La marquise garda un instant le silence ; mais tout à coup, posant avec bruit sur la table sa tabatière d’or, qu’elle avait longtemps roulée entre ses doigts :

– Eh bien, puisque j’ai commencé à me confesser, dit-elle, je veux tout avouer. Écoutez bien :

Une fois, une seule fois dans ma vie j’ai été amoureuse, mais amoureuse comme personne ne l’a été, d’un amour passionné, indomptable, dévorant, et pourtant idéal et platonique s’il en fut. Oh ! cela vous étonne bien d’apprendre qu’une marquise du dix-huitième siècle n’ait eu dans toute sa vie qu’un amour, et un amour platonique ! C’est que, voyez-vous, mon enfant, vous autres jeunes gens, vous croyez bien connaître les femmes, et vous n’y entendez rien. Si beaucoup de vieilles de quatre-vingts ans se mettaient à vous raconter franchement leur vie, peut-être découvririez-vous dans l’âme féminine des sources de vice et de vertu dont vous n’avez pas l’idée.

Maintenant devinez de quel rang fut l’homme pour qui, moi, marquise, et marquise hautaine et fière entre toutes, je perdis tout à fait la tête.

– Le roi de France ou le dauphin Louis XVI.

– Oh ! si vous débutez ainsi, il vous faudra trois heures pour arriver jusqu’à mon amant. J’aime mieux vous le dire : c’était un comédien.

– C’était toujours bien un roi, j’imagine.

– Le plus noble et le plus élégant qui monta jamais sur les planches. Vous n’êtes pas surpris ?

– Pas trop. J’ai ouï dire que ces unions disproportionnées n’étaient pas rares, même dans le temps où les préjugés avaient le plus de force en France.

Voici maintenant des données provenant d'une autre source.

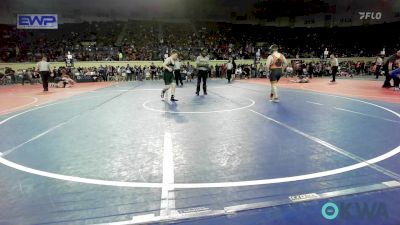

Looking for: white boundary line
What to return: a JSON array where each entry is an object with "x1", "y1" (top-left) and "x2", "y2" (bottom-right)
[
  {"x1": 0, "y1": 89, "x2": 400, "y2": 189},
  {"x1": 160, "y1": 132, "x2": 175, "y2": 216},
  {"x1": 306, "y1": 101, "x2": 324, "y2": 105},
  {"x1": 142, "y1": 97, "x2": 256, "y2": 114},
  {"x1": 0, "y1": 95, "x2": 39, "y2": 114},
  {"x1": 334, "y1": 107, "x2": 400, "y2": 124}
]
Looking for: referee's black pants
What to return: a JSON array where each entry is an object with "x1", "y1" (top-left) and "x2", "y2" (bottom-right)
[{"x1": 40, "y1": 71, "x2": 50, "y2": 91}]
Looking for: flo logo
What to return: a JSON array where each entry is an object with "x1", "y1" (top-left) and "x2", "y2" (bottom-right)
[
  {"x1": 358, "y1": 12, "x2": 382, "y2": 20},
  {"x1": 321, "y1": 202, "x2": 389, "y2": 220}
]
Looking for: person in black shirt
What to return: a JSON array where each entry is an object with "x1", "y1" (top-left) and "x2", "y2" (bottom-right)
[{"x1": 382, "y1": 50, "x2": 400, "y2": 88}]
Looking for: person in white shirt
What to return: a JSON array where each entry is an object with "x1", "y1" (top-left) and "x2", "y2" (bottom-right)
[
  {"x1": 174, "y1": 58, "x2": 183, "y2": 86},
  {"x1": 161, "y1": 50, "x2": 178, "y2": 102},
  {"x1": 196, "y1": 49, "x2": 210, "y2": 95},
  {"x1": 265, "y1": 45, "x2": 287, "y2": 102},
  {"x1": 329, "y1": 54, "x2": 339, "y2": 82}
]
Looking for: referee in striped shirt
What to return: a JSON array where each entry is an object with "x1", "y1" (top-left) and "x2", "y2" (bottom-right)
[{"x1": 36, "y1": 56, "x2": 51, "y2": 91}]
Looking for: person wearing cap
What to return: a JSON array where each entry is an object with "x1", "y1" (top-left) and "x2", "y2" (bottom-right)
[
  {"x1": 36, "y1": 56, "x2": 52, "y2": 91},
  {"x1": 265, "y1": 45, "x2": 287, "y2": 102},
  {"x1": 196, "y1": 49, "x2": 210, "y2": 95},
  {"x1": 161, "y1": 50, "x2": 178, "y2": 102}
]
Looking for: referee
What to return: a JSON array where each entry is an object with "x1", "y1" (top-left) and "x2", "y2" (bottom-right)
[
  {"x1": 36, "y1": 56, "x2": 51, "y2": 91},
  {"x1": 196, "y1": 49, "x2": 210, "y2": 96}
]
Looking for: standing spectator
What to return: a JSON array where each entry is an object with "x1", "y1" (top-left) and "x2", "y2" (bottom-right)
[
  {"x1": 36, "y1": 56, "x2": 51, "y2": 91},
  {"x1": 265, "y1": 45, "x2": 287, "y2": 102},
  {"x1": 330, "y1": 54, "x2": 339, "y2": 82},
  {"x1": 382, "y1": 50, "x2": 400, "y2": 88}
]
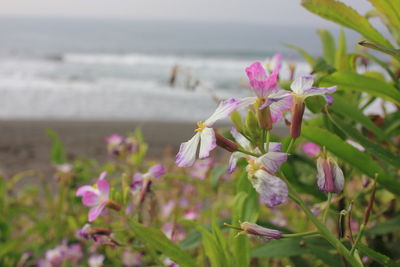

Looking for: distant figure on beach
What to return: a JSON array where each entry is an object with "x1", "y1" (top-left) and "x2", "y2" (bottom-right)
[{"x1": 169, "y1": 65, "x2": 179, "y2": 87}]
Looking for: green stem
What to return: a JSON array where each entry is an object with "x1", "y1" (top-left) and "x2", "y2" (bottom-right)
[
  {"x1": 237, "y1": 148, "x2": 261, "y2": 158},
  {"x1": 260, "y1": 129, "x2": 268, "y2": 153},
  {"x1": 350, "y1": 224, "x2": 365, "y2": 255},
  {"x1": 293, "y1": 193, "x2": 363, "y2": 267},
  {"x1": 286, "y1": 138, "x2": 296, "y2": 153},
  {"x1": 282, "y1": 231, "x2": 319, "y2": 238},
  {"x1": 322, "y1": 193, "x2": 333, "y2": 223},
  {"x1": 264, "y1": 130, "x2": 271, "y2": 152}
]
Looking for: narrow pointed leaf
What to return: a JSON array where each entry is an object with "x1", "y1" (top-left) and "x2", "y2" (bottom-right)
[
  {"x1": 302, "y1": 126, "x2": 400, "y2": 194},
  {"x1": 301, "y1": 0, "x2": 393, "y2": 47},
  {"x1": 320, "y1": 72, "x2": 400, "y2": 105}
]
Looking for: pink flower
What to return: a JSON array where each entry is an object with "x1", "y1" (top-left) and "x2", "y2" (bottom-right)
[
  {"x1": 176, "y1": 98, "x2": 239, "y2": 167},
  {"x1": 317, "y1": 157, "x2": 344, "y2": 193},
  {"x1": 76, "y1": 172, "x2": 110, "y2": 222},
  {"x1": 303, "y1": 142, "x2": 321, "y2": 157},
  {"x1": 239, "y1": 62, "x2": 292, "y2": 126},
  {"x1": 88, "y1": 254, "x2": 105, "y2": 267},
  {"x1": 183, "y1": 209, "x2": 200, "y2": 220},
  {"x1": 246, "y1": 62, "x2": 279, "y2": 98},
  {"x1": 106, "y1": 134, "x2": 124, "y2": 146}
]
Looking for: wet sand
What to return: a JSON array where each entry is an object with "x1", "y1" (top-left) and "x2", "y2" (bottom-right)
[{"x1": 0, "y1": 120, "x2": 286, "y2": 175}]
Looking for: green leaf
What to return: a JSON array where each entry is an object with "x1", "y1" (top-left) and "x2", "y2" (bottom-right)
[
  {"x1": 329, "y1": 95, "x2": 387, "y2": 140},
  {"x1": 320, "y1": 72, "x2": 400, "y2": 105},
  {"x1": 129, "y1": 221, "x2": 197, "y2": 267},
  {"x1": 284, "y1": 44, "x2": 315, "y2": 67},
  {"x1": 358, "y1": 41, "x2": 400, "y2": 60},
  {"x1": 317, "y1": 29, "x2": 336, "y2": 66},
  {"x1": 302, "y1": 125, "x2": 400, "y2": 194},
  {"x1": 330, "y1": 115, "x2": 400, "y2": 168},
  {"x1": 252, "y1": 237, "x2": 343, "y2": 266},
  {"x1": 358, "y1": 51, "x2": 397, "y2": 81},
  {"x1": 357, "y1": 243, "x2": 399, "y2": 267},
  {"x1": 364, "y1": 215, "x2": 400, "y2": 235},
  {"x1": 46, "y1": 129, "x2": 65, "y2": 164},
  {"x1": 301, "y1": 0, "x2": 393, "y2": 47},
  {"x1": 334, "y1": 30, "x2": 351, "y2": 71},
  {"x1": 210, "y1": 165, "x2": 228, "y2": 193}
]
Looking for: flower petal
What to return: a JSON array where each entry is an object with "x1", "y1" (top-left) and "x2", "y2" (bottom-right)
[
  {"x1": 252, "y1": 173, "x2": 289, "y2": 207},
  {"x1": 97, "y1": 172, "x2": 110, "y2": 196},
  {"x1": 231, "y1": 127, "x2": 253, "y2": 150},
  {"x1": 88, "y1": 200, "x2": 107, "y2": 222},
  {"x1": 246, "y1": 62, "x2": 279, "y2": 98},
  {"x1": 317, "y1": 159, "x2": 325, "y2": 191},
  {"x1": 204, "y1": 98, "x2": 240, "y2": 127},
  {"x1": 303, "y1": 142, "x2": 321, "y2": 157},
  {"x1": 228, "y1": 152, "x2": 246, "y2": 173},
  {"x1": 75, "y1": 185, "x2": 99, "y2": 197},
  {"x1": 290, "y1": 76, "x2": 314, "y2": 95},
  {"x1": 148, "y1": 164, "x2": 165, "y2": 178},
  {"x1": 175, "y1": 133, "x2": 200, "y2": 167},
  {"x1": 268, "y1": 142, "x2": 282, "y2": 152},
  {"x1": 257, "y1": 152, "x2": 287, "y2": 174},
  {"x1": 237, "y1": 96, "x2": 257, "y2": 110},
  {"x1": 304, "y1": 86, "x2": 336, "y2": 97},
  {"x1": 82, "y1": 191, "x2": 100, "y2": 207},
  {"x1": 199, "y1": 128, "x2": 217, "y2": 159},
  {"x1": 333, "y1": 161, "x2": 344, "y2": 193},
  {"x1": 269, "y1": 94, "x2": 293, "y2": 123}
]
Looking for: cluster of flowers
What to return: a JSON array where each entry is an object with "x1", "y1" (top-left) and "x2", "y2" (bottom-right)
[{"x1": 176, "y1": 55, "x2": 344, "y2": 238}]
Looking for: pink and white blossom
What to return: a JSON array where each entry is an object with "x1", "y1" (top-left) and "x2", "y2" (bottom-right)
[
  {"x1": 239, "y1": 62, "x2": 292, "y2": 123},
  {"x1": 303, "y1": 142, "x2": 321, "y2": 157},
  {"x1": 176, "y1": 98, "x2": 239, "y2": 167},
  {"x1": 228, "y1": 127, "x2": 287, "y2": 174},
  {"x1": 251, "y1": 169, "x2": 289, "y2": 208},
  {"x1": 76, "y1": 172, "x2": 110, "y2": 222}
]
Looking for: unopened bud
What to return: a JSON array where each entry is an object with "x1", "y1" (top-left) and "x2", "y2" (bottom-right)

Laquelle des amies de madame d’Épinay vivait donc avec Jéliotte ?

– Comme vous connaissez notre temps ! Cela fait pitié. Eh ! c’est précisément parce que ces traits-là sont consignés dans les mémoires, et cités avec étonnement, que vous devriez conclure leur rareté et leur contradiction avec les mœurs du temps. Soyez sûr qu’ils faisaient dès lors un grand scandale ; et lorsque vous entendez parler d’horribles dépravations, du duc de Guiche et de Manicamp, de madame de Lionne et de sa fille, vous pouvez être assuré que ces choses-là étaient aussi révoltantes au temps où elles se passèrent qu’au temps où vous les lisez. Croyez-vous donc que ceux dont la plume indignée vous les a transmises fussent les seuls honnêtes gens de France ?

Je n’osais point contredire la marquise.